How to cite this URL:
Bhatia A, Joshi S. Changing dynamics of chronic obstructive pulmonary disease in India. Med J DY Patil Vidyapeeth [serial online] 2021 [cited 2021 Nov 30];14:731. Available from: https://www.mjdrdypv.org/text.asp?2021/14/6/731/309947



Rapid urbanization, social and economic development, industrialization, dynamic age structure, and changing lifestyles bring India to a position of an increasing burden of noncommunicable diseases including chronic obstructive pulmonary disease (COPD).

The prevalence of COPD in India increased from 3.3% in 1990 to 4.2% in 2016. Of the disability-adjusted life years due to COPD in India in 2016, >50% were attributable to air pollution, with the rest of majority comprising tobacco use and occupational factors.[1] There are myriad of peculiarities of COPD in the Indian context.

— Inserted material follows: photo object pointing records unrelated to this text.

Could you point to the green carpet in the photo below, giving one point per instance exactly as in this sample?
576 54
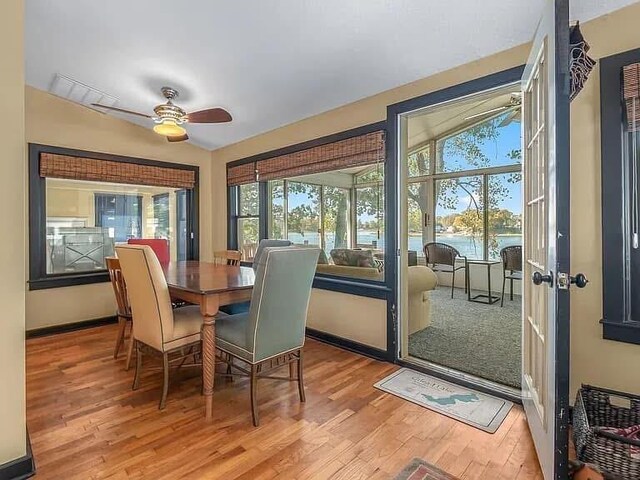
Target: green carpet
483 340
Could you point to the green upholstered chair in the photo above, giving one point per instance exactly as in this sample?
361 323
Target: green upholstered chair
271 334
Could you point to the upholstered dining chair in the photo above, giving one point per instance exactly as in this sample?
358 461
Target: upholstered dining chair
271 334
123 308
157 327
511 268
442 258
227 257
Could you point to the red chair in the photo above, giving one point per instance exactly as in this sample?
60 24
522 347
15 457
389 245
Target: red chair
160 247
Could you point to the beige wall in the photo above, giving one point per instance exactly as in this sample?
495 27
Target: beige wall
12 253
54 121
594 360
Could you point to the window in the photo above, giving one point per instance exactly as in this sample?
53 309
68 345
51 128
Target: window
464 188
76 223
620 126
248 219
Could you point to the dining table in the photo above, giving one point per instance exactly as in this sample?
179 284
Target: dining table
208 285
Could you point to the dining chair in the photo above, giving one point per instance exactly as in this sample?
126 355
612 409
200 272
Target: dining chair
227 257
265 243
160 247
442 258
511 268
123 308
271 335
157 327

Smoking habits ranging from bidis, hookas in rural areas to filter cigarettes and vaping in cities vary large and wide. Exposure to biomass fuels such as crop burning, woods, or animal dung leads to COPD in large proportions. The prevalence among nonsmoking females may be higher considering the rural poor staying in ill ventilated houses using dry wood as fuel. In addition, the particulate pollution from these residues is leading to public health emergencies in far off cities which may eventually result in increasing prevalence of COPD in future.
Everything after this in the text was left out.